Nous contre tous – les ennemis communs renforcent l’identité du groupe, dit Sebastian Dieguez. | Photo: Lea Kloos

Les théories du complot sont-elles plus fréquentes aujourd’hui?

Les données sont peu claires. Le complotisme est en tout cas davantage présent parce qu’on en parle plus. Les thématiques changent, perdent en importance mais ne disparaissent en général pas complètement. Les théories sur l’assassinat de Kennedy ou sur le 11-Septembre font partie de notre culture: certains y croient, d’autres non, mais chacun sait qu’elles existent.

Pourquoi parlez-vous de complotisme plutôt que de théorie du complot?

Ce terme souligne qu’il concerne davantage une manière d’appréhender le monde que la question de la validité d’une théorie. Il s’agit d’une attitude, d’une manière assez particulière de s’approprier les informations et l’actualité. D’ailleurs, le complotisme n’est en général pas quelque chose de passif, un mouvement dans lequel on tombe malgré soi, mais plutôt une volonté de se tourner vers des savoirs subversifs, voire interdits. Les complotistes entrent dans une contre-culture dont ils doivent apprendre les codes; il leur faut acquérir les bons réflexes afin d’avoir une réponse à toute critique. On s’affiche socialement et de manière décomplexée comme un complotiste; on reste rarement caché chez soi.

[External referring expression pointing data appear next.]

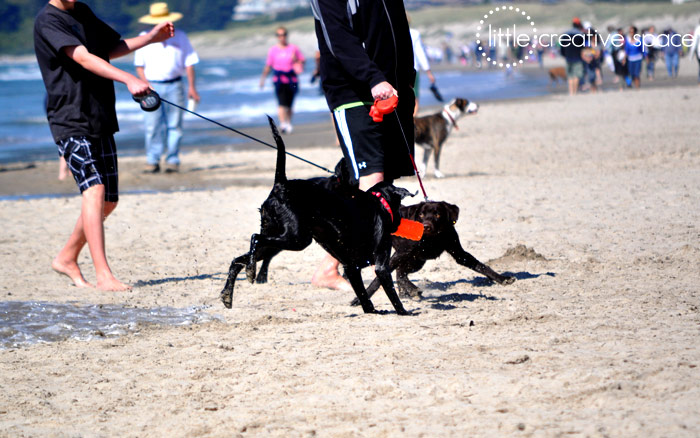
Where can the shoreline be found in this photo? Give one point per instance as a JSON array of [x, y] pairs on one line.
[[598, 335], [28, 179]]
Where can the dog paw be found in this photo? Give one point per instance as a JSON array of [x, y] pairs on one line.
[[410, 290], [507, 280], [227, 299], [250, 273]]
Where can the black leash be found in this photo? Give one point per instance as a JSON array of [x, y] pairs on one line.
[[151, 102]]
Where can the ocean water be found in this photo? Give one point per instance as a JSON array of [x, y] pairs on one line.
[[230, 95], [24, 323]]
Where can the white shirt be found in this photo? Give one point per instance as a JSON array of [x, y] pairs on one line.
[[420, 59], [696, 42], [167, 60]]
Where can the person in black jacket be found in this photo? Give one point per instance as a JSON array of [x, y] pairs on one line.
[[366, 54]]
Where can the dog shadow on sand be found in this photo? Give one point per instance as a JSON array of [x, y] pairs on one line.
[[441, 301]]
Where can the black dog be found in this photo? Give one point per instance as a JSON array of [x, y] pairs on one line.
[[438, 219], [340, 182], [355, 229]]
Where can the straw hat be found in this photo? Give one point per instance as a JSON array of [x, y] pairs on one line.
[[159, 13]]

Des neurosciences au complotisme
Chercheur en neurosciences à l’Université de Fribourg, Sebastian Dieguez s’intéresse à l’analyse interdisciplinaire de phénomènes de société tels que la formation des croyances. Il a publié «Le complotisme» en octobre 2021, coécrit avec Sylvain Delouvée.

Une théorie du complot est-elle forcément fausse, ou est-ce plutôt la méthode qui la définit, davantage que le résultat?

Je m’intéresse en première ligne aux ressorts culturels et psychologiques du phénomène, moins au fact checking. Ces théories reposent sur des allégations invalides sur le plan intellectuel. On n’a jamais vu de vrais complots – et il y en a eu de nombreux, tels le Watergate ou des programmes de la CIA – être mis au jour par des complotistes. Visiblement, ce n’est pas la bonne méthode. Une fois révélé, un complot réel va s’arrêter et s’accompagner de réactions comme l’arrestation des responsables. Au contraire, les théories du complot sont indécidables et donc indestructibles, notamment grâce à leur structure récursive: on rajoute au complot principal un complot secondaire, celui du gouvernement qui cache les choses, puis d’un pouvoir secret qui manipule ce dernier, etc. On peut ainsi toujours l’entretenir, l’absence de preuves du premier complot étant la preuve du second.

«Les théories du complot sont indécidables et donc indestructibles.»

 

Le complotisme est-il une échappatoire aux problèmes sociétaux de notre époque, tels que l’individualisme, l’absence de repères moraux ou encore la complexité croissante du monde?

C’est un dispositif générique qui peut servir de manières variées. Il peut aider à se réaffirmer ou offrir une vision manichéenne, avec des méchants tirant les ficelles et responsables de tous nos problèmes. Mais c’est aussi un outil utilisé par des groupes extrémistes ou sectaires pour asseoir leur pouvoir et justifier leur importance. On peut ainsi réaffirmer l’identité du groupe – «nous sommes seuls contre tous» – et se définir non comme une victime mais comme un résistant éveillé. Il faut entretenir la vision de l’opposant comme mal absolu et couper le dialogue, sinon l’élan s’essouffle et on retombe dans les normes ordinaires du débat démocratique.

Vous écrivez aussi dans le magazine satirique Vigousse. Y voyez-vous des rapports avec le complotisme?

J’étudie justement les mécanismes communs entre ces deux phénomènes, comme la pensée contrefactuelle (ndlr, imaginer ce qui aurait pu se produire si ceci ou cela s’était passé). La satire crée un univers ridicule pour révéler le caractère imparfait de nos sociétés. Le complotisme crée un monde très négatif pour mettre en avant l’utopie à laquelle il aspire – la paix, l’harmonie, la démocratie. Les deux produisent un commentaire sur le monde.